In this age of distance learning, educators are trying to figure out the best way to connect with and engage their students. They’re emailing, holding video chats, recording video lessons, and making phone calls.
And some are singing.
Rowan Carrick teaches second and third grade at Bryant Montessori in Tacoma. She sings a lot in class, so it felt natural to write another song to let her students know they're not alone. She put it on YouTube and emailed it to her class.
“Dear class, just got the news that we won’t be back in school in May or June,” she sang, while playing the guitar and sitting on a couch surrounded by stuffed animals. “I will miss you, that’s true, but we can stay in touch through email and Zoom.”

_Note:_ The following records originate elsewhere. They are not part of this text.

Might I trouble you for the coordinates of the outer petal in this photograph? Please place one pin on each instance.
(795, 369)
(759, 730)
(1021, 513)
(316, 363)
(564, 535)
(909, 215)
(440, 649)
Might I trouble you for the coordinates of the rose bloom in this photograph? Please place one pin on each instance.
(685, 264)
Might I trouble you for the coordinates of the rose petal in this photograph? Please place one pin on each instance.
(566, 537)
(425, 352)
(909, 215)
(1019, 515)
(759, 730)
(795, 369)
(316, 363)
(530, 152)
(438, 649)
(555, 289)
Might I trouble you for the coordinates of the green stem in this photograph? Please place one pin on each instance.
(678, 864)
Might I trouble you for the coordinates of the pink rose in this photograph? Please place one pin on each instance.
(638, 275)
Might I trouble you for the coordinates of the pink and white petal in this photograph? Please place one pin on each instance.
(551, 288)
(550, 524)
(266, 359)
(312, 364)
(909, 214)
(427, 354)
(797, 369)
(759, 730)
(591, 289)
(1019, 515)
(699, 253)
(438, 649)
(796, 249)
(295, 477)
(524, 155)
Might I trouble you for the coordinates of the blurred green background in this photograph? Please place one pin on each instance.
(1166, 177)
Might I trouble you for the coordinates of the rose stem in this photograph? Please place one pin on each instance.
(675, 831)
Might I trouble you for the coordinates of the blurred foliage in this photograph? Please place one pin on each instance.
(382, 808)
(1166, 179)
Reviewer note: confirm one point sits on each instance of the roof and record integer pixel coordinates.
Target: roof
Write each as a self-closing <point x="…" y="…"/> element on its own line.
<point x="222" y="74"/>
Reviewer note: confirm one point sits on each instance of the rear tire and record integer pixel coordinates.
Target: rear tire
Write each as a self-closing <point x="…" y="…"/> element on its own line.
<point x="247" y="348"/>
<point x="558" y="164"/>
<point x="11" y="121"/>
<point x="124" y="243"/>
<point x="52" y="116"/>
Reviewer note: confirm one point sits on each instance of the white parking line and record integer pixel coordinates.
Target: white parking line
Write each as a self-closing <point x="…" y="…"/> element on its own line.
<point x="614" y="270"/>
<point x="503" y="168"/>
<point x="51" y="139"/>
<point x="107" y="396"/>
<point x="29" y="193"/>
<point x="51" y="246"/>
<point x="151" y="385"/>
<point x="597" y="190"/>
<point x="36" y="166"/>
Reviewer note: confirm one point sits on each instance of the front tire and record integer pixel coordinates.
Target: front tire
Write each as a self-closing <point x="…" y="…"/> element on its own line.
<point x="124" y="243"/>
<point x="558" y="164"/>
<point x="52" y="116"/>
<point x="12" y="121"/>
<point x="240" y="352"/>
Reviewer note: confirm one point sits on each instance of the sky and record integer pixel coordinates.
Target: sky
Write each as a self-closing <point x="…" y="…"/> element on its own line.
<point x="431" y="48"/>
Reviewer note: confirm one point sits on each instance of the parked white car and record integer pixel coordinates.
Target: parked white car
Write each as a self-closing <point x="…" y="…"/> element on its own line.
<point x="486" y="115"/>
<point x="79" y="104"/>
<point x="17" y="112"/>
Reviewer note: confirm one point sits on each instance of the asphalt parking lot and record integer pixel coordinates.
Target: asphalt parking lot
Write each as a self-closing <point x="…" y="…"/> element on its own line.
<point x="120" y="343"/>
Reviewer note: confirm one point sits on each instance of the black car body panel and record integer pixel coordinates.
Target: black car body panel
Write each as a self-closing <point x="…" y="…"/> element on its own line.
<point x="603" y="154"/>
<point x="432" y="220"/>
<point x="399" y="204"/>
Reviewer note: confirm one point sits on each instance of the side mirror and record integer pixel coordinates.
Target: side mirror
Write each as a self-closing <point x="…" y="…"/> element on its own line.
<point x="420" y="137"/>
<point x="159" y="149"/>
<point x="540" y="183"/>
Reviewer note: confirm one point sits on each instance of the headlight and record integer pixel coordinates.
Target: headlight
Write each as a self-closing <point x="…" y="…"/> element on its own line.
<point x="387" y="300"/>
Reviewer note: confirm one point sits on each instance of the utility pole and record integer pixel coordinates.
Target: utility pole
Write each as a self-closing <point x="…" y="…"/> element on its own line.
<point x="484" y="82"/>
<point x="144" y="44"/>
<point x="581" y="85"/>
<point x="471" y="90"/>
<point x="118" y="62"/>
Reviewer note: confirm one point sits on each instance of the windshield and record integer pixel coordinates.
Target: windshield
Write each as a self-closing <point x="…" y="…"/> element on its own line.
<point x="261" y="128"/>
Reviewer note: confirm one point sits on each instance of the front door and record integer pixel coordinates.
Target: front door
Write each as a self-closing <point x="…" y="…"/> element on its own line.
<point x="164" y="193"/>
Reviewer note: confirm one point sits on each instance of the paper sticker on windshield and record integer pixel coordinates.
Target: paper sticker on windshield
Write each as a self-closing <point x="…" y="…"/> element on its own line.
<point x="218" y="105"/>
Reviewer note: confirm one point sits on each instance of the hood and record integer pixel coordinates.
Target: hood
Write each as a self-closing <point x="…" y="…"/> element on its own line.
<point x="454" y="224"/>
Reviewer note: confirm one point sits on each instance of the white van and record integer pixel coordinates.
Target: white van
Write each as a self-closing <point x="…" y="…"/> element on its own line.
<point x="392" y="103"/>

Carrick said students share their feelings in class every day. And now, everyone is going through a lot — something she wanted to acknowledge in her lyrics.
In one part, she sings: “We’re all feeling strange and sad and weird. We all have questions and thoughts and fears. You’re not alone.”
“This is an insane time and it’s traumatic for everyone,” Carrick said. “It’s important to just be honest about it and to be open to having those conversations and saying, look, we’re not all feeling great all the time. This is really hard.”
In the Renton School District, Dimmitt Middle School principal Gioia Pitts had a flash of inspiration to take the song “Work from Home” by Fifth Harmony and tweak the lyrics to rally her students to dive into their lessons at home.

“I know you’re always on your Chromebooks, ’cause you’re always stuck at home,” she sang in a video posted on the school’s Twitter feed. “And I don’t need all that complainin’, but Vikings do your work at home. You gotta do the work, work, work, work, work.”
“I love that song. I love the beat. It makes you want to dance,” Pitts said. “In the song, they say, you can work from home. And so I’m like, 'That is perfect.’”
Pitts, who said she holds Friday karaoke sessions when in-person school is in session, said it's good to show students it's OK to be vulnerable and put yourself out there.
She said students joked that she and the other school staff must be bored to make something like that.
“I’m like, hey, but I got you to listen and you’ve gone to the website," Pitts said. "I’ve done my job.”